Figure 2. HDAC inhibition by TSA decreases SREBP2 proteolytic cleavage.

A) Western blot analysis of SREBP2 protein levels in SH-SY5Y cells after treatment with 250 nM TSA for the indicated time points. The levels of GAPDH are shown as a loading control. B) Quantification of the relative levels of SREBP2 after TSA treatment. Results are expressed as fold change relative to vehicle-treated cells and represent means ± SEM from at least three individual experiments. C) NT2-N post-mitotic neurons were treated with 250 nM TSA or vehicle for 16 h. mRNA transcript levels of HMGCR were analyzed by real-time RT-PCR. Values were normalized to the internal standard β-actin and expressed as fold change relative to vehicle-treated cells. Values represent means ± SEM from at least three individual experiments (* p<0.05, ** p<0.01, *** p<0.001).

Figure 3. TSA treatment significantly decreases total cholesterol content in neuroblastoma cells.

A) Quantification of total cholesterol was performed in SH-SY5Y neuroblastoma cells treated with vehicle, 250 nM TSA or 500 nM TSA for indicated time-points. Values were normalized to total protein content and expressed as ng of cholesterol per µg of total protein. Data represent means ± SEM from at least three individual experiments (* p<0.05, ** p<0.01). B) βIII-tubulin immunostaining of SH-SY5Y cells treated with vehicle or 250 nM TSA for 48 h, or with 250 nM TSA for 48 h and additionally 48 h without TSA (washout). The results shown are representative of those obtained in at least three independent experiments (scale bar = 40 µm).

Figure 4. TSA removal completely reverts the transcriptional changes observed after HDAC inhibition.

SH-SY5Y neuroblastoma cells were treated with vehicle or 250 nM TSA for 16 h, or with 250 nM TSA for 16 h and additionally 24 h without TSA (washout). mRNA transcript levels of HMGCR, MVK, LDLR, SREBP2 and ABCA1 were analyzed by real-time RT-PCR. Values were normalized to the internal standard β-actin and expressed as fold change relative to vehicle-treated cells. Values represent means ± SEM from at least three individual experiments (* p<0.05, *** p<0.001).

Figure 5. TSA reverts the increase in total cholesterol levels observed after U18666A treatment.

A) Filipin III immunofluorescence staining of SH-SY5Y cells treated for the indicated time-points with 1 µg/ml U18666A or vehicle (scale bar = 40 µm). B) SH-SY5Y cells were treated with 3 µg/ml U18666A for 24 h and with or without 250 nM TSA for 48 h, and total cholesterol levels were determined. Values were normalized to total protein content and expressed as ng of cholesterol per µg of total protein.

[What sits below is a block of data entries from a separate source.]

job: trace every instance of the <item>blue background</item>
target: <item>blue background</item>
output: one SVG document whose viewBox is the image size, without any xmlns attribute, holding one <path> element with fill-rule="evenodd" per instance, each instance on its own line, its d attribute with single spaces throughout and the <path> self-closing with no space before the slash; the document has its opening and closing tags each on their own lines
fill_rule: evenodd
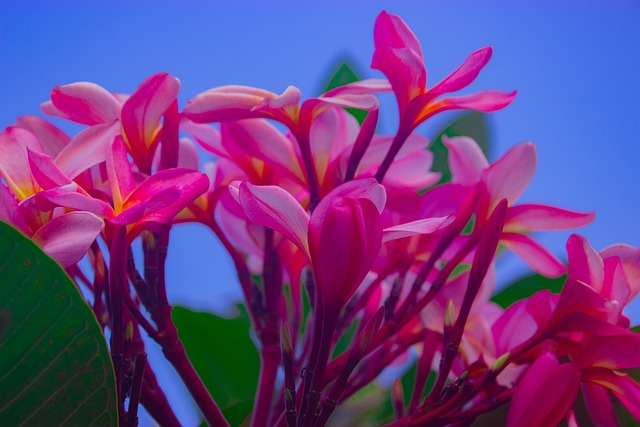
<svg viewBox="0 0 640 427">
<path fill-rule="evenodd" d="M 180 78 L 181 107 L 220 85 L 273 92 L 294 85 L 321 91 L 340 59 L 370 70 L 373 23 L 386 9 L 420 39 L 429 85 L 472 51 L 494 56 L 471 86 L 518 90 L 490 116 L 491 158 L 513 144 L 536 143 L 539 168 L 521 201 L 596 210 L 579 230 L 597 250 L 640 246 L 640 3 L 636 1 L 8 1 L 0 2 L 0 126 L 41 114 L 57 84 L 92 81 L 131 93 L 149 75 Z M 395 130 L 395 105 L 383 98 L 381 130 Z M 423 125 L 428 136 L 454 115 Z M 73 125 L 57 122 L 74 133 Z M 228 312 L 239 296 L 230 262 L 198 226 L 172 234 L 168 278 L 174 303 Z M 561 258 L 569 233 L 540 240 Z M 501 283 L 528 270 L 499 264 Z M 637 324 L 640 304 L 628 311 Z M 152 349 L 153 350 L 153 349 Z M 152 354 L 152 358 L 155 358 Z M 170 374 L 170 387 L 181 387 Z M 179 390 L 178 390 L 179 391 Z M 197 423 L 188 402 L 180 417 Z M 142 425 L 148 423 L 144 419 Z"/>
</svg>

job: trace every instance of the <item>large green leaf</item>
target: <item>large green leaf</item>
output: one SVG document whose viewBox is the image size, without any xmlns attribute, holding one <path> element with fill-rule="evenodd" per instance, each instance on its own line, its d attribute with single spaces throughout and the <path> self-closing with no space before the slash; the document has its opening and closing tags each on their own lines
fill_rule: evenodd
<svg viewBox="0 0 640 427">
<path fill-rule="evenodd" d="M 331 89 L 335 89 L 340 86 L 344 86 L 349 83 L 357 82 L 361 80 L 357 73 L 353 70 L 353 67 L 348 61 L 341 61 L 336 67 L 335 71 L 329 78 L 329 82 L 324 88 L 324 92 L 329 92 Z M 367 112 L 364 110 L 358 110 L 355 108 L 346 109 L 353 117 L 358 120 L 358 123 L 362 124 L 367 117 Z"/>
<path fill-rule="evenodd" d="M 442 174 L 440 183 L 451 181 L 451 172 L 449 171 L 448 163 L 449 151 L 442 143 L 443 135 L 449 138 L 454 136 L 469 136 L 478 143 L 485 156 L 488 157 L 489 155 L 489 137 L 485 114 L 477 111 L 464 113 L 449 123 L 438 134 L 438 137 L 433 140 L 433 143 L 429 147 L 433 153 L 433 166 L 431 170 Z"/>
<path fill-rule="evenodd" d="M 253 407 L 260 374 L 246 311 L 225 319 L 175 307 L 173 320 L 189 360 L 222 413 L 231 425 L 241 425 Z"/>
<path fill-rule="evenodd" d="M 0 425 L 117 425 L 107 345 L 64 270 L 0 222 Z"/>
<path fill-rule="evenodd" d="M 507 308 L 514 302 L 529 298 L 531 295 L 543 289 L 548 289 L 554 294 L 560 293 L 566 279 L 566 276 L 550 279 L 539 274 L 534 274 L 505 287 L 495 294 L 491 300 L 502 308 Z"/>
</svg>

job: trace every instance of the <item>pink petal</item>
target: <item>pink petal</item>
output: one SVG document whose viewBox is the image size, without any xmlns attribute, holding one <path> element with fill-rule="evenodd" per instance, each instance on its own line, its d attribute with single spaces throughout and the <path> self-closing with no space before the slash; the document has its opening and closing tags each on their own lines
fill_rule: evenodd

Data represent means ± SEM from at least three individual experiments (** p<0.01, *** p<0.001).

Figure 6. TSA treatment partially reverts the effect of U18666A on the expression of genes involved in cholesterol synthesis, uptake and efflux.

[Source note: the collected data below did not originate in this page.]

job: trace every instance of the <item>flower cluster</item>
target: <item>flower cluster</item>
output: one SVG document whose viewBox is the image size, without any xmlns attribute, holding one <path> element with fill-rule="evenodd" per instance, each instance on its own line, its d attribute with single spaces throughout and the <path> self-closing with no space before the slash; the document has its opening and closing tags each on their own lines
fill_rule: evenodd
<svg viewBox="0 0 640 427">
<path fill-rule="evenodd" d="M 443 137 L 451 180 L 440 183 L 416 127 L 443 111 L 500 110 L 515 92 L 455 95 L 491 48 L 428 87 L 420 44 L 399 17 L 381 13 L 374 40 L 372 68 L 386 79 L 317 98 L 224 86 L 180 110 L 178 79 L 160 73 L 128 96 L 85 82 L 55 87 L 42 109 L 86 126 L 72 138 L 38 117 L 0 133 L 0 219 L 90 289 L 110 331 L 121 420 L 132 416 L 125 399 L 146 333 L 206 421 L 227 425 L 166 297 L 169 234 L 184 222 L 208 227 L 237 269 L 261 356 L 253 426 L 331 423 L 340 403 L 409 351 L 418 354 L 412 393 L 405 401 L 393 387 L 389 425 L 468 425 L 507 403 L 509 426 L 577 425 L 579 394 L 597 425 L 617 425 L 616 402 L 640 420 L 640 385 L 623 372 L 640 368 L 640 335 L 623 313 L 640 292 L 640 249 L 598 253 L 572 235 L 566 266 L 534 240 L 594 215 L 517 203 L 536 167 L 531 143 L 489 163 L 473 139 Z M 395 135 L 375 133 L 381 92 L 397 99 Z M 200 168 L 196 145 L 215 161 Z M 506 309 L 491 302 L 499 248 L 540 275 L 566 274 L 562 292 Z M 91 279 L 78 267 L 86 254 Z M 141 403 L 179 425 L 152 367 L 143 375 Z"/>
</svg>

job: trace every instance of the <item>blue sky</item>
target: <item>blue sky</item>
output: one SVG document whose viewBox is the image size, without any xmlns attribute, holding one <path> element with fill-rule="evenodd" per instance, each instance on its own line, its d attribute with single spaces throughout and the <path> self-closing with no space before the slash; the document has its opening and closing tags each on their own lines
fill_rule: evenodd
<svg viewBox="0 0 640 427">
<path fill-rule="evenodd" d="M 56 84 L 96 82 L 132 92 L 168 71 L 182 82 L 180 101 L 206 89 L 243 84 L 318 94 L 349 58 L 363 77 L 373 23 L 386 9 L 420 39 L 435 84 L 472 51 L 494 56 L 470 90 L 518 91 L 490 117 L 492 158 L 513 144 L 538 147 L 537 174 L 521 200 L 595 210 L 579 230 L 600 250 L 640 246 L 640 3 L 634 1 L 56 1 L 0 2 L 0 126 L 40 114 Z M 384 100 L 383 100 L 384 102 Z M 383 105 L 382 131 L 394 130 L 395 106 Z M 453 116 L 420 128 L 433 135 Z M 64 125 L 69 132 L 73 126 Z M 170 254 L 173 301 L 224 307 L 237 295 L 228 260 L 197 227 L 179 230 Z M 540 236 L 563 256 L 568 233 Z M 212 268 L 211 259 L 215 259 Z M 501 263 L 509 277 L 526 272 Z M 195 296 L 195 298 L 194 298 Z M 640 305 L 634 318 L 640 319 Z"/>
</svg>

SH-SY5Y neuroblastoma cells were pre-treated with 3 µg/ml U18666A for 6 h and with or without 250 nM TSA for 16 h. mRNA transcript levels of HMGCR, MVK, LDLR and ABCA1 were analyzed by qPCR. Values were normalized to the internal standard β-actin and are expressed as fold change relative to untreated cells. Data represent means ± SEM from at least three individual experiments (* p<0.05, ** p<0.01, *** p<0.001).

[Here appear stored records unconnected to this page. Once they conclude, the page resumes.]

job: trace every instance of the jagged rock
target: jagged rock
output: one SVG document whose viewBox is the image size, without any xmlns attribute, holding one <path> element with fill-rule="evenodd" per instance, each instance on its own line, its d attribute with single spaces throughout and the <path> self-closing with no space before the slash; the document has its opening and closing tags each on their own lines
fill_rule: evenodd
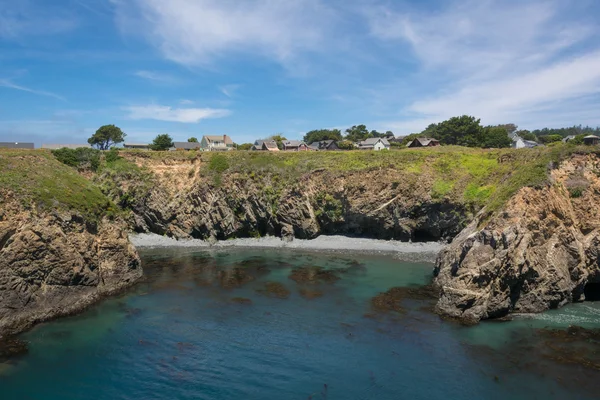
<svg viewBox="0 0 600 400">
<path fill-rule="evenodd" d="M 393 170 L 343 176 L 318 170 L 297 184 L 275 190 L 268 176 L 264 181 L 240 180 L 235 174 L 224 174 L 218 187 L 210 181 L 182 182 L 174 175 L 185 170 L 188 161 L 165 165 L 132 157 L 156 179 L 132 207 L 129 222 L 136 232 L 203 240 L 265 235 L 291 240 L 341 234 L 449 241 L 473 218 L 462 204 L 432 199 L 431 182 L 395 186 L 393 182 L 402 182 L 403 176 Z M 161 178 L 165 170 L 172 173 Z M 135 185 L 126 181 L 121 186 L 135 190 Z"/>
<path fill-rule="evenodd" d="M 116 222 L 7 209 L 0 219 L 0 337 L 80 311 L 142 275 Z"/>
<path fill-rule="evenodd" d="M 587 182 L 578 196 L 569 192 L 574 174 Z M 553 170 L 548 186 L 521 189 L 490 220 L 480 214 L 438 256 L 437 311 L 479 321 L 584 300 L 585 285 L 600 282 L 598 204 L 597 162 L 580 156 Z"/>
<path fill-rule="evenodd" d="M 291 242 L 294 240 L 294 227 L 291 225 L 284 225 L 281 228 L 281 240 L 284 242 Z"/>
</svg>

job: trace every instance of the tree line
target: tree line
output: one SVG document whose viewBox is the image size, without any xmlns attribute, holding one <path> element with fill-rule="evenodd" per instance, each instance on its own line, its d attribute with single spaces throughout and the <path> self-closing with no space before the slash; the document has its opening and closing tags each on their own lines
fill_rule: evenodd
<svg viewBox="0 0 600 400">
<path fill-rule="evenodd" d="M 96 147 L 98 150 L 109 150 L 111 147 L 123 143 L 127 134 L 115 125 L 104 125 L 98 128 L 98 130 L 88 139 L 88 143 L 91 146 Z M 198 143 L 198 139 L 190 137 L 188 140 L 190 143 Z M 173 147 L 173 138 L 168 133 L 161 133 L 156 135 L 150 149 L 157 151 L 168 150 Z"/>
<path fill-rule="evenodd" d="M 568 136 L 572 136 L 569 142 L 573 144 L 582 144 L 583 138 L 587 135 L 600 136 L 600 127 L 573 125 L 567 128 L 542 128 L 533 131 L 520 130 L 516 132 L 525 140 L 533 140 L 538 143 L 548 144 L 560 142 Z"/>
<path fill-rule="evenodd" d="M 481 148 L 504 148 L 510 147 L 513 137 L 519 136 L 524 140 L 531 140 L 537 143 L 548 144 L 559 142 L 567 136 L 573 136 L 571 141 L 574 144 L 583 143 L 583 137 L 586 135 L 599 135 L 600 127 L 592 128 L 590 126 L 574 125 L 567 128 L 543 128 L 533 131 L 519 130 L 518 126 L 509 124 L 487 125 L 483 126 L 481 120 L 469 115 L 452 117 L 440 123 L 430 124 L 419 133 L 412 133 L 391 143 L 395 147 L 404 147 L 410 141 L 418 137 L 428 137 L 439 140 L 442 145 L 457 145 L 465 147 Z M 88 139 L 88 143 L 99 150 L 108 150 L 112 146 L 122 143 L 127 135 L 115 125 L 104 125 Z M 365 125 L 353 125 L 345 130 L 340 129 L 315 129 L 307 132 L 303 141 L 307 144 L 320 142 L 323 140 L 335 140 L 340 149 L 351 150 L 354 143 L 369 138 L 394 136 L 391 131 L 378 132 L 368 130 Z M 274 140 L 280 149 L 283 149 L 283 142 L 287 140 L 283 134 L 276 134 L 265 140 Z M 197 143 L 198 139 L 190 137 L 188 142 Z M 237 145 L 239 150 L 249 150 L 252 143 Z M 169 134 L 157 135 L 150 148 L 152 150 L 168 150 L 173 147 L 173 139 Z"/>
</svg>

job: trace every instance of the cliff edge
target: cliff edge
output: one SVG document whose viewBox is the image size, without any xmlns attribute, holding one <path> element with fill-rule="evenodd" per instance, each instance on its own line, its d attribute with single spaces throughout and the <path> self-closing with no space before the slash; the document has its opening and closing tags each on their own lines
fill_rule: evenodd
<svg viewBox="0 0 600 400">
<path fill-rule="evenodd" d="M 142 276 L 125 224 L 51 156 L 0 152 L 0 338 L 81 311 Z"/>
</svg>

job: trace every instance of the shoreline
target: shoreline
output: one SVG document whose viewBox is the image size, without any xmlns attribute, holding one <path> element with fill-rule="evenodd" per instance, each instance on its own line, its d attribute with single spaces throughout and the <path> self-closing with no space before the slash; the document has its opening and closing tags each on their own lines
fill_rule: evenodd
<svg viewBox="0 0 600 400">
<path fill-rule="evenodd" d="M 294 239 L 286 242 L 278 237 L 232 239 L 209 243 L 201 239 L 177 240 L 156 234 L 132 234 L 131 243 L 139 250 L 160 248 L 185 248 L 198 250 L 237 249 L 281 249 L 309 252 L 345 254 L 393 255 L 394 258 L 410 261 L 433 262 L 446 246 L 439 242 L 400 242 L 395 240 L 362 239 L 346 236 L 319 236 L 315 239 Z"/>
</svg>

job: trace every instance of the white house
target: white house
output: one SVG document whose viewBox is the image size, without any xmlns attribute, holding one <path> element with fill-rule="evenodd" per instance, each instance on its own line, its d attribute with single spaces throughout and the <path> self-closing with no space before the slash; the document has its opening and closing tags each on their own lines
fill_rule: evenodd
<svg viewBox="0 0 600 400">
<path fill-rule="evenodd" d="M 390 142 L 385 138 L 369 138 L 358 144 L 360 150 L 389 150 Z"/>
<path fill-rule="evenodd" d="M 533 147 L 540 146 L 539 143 L 534 142 L 533 140 L 525 140 L 520 136 L 515 136 L 513 138 L 512 147 L 514 149 L 531 149 Z"/>
<path fill-rule="evenodd" d="M 227 135 L 204 135 L 200 141 L 200 148 L 204 151 L 233 150 L 233 140 Z"/>
</svg>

Figure 7. TSA treatment partially reverts the U18666A-induced phenotype by promoting cholesterol redistribution in neuroblastoma cells.

A) Filipin III, lysosome-associated membrane protein 2 (LAMP-2) and acetyl-histone 4 (AcH4) immunofluorescence staining of SH-SY5Y cells pre-treated with 1 µg/ml U18666A for 24 h and with or without 250 nM TSA for 16 h. After the 24 h treatment with U18666A, the medium was removed and replaced with new medium without U18666A, and with or without TSA. Colocalization images of filipin III and LAMP-2 immunostaining are also presented. The results shown are representative of those obtained in at least three independent experiments. (scale bar = 40 µm). Quantification of filipin III fluorescence (B) and filipin III and LAMP-2 colocalization (C) was performed, the values were normalized to total cell number assessed by AcH4 immunostaining and are expressed as fold change relative to U18666A treated cells. Data represent means ± SEM of at least three independent experiments (* p<0.05).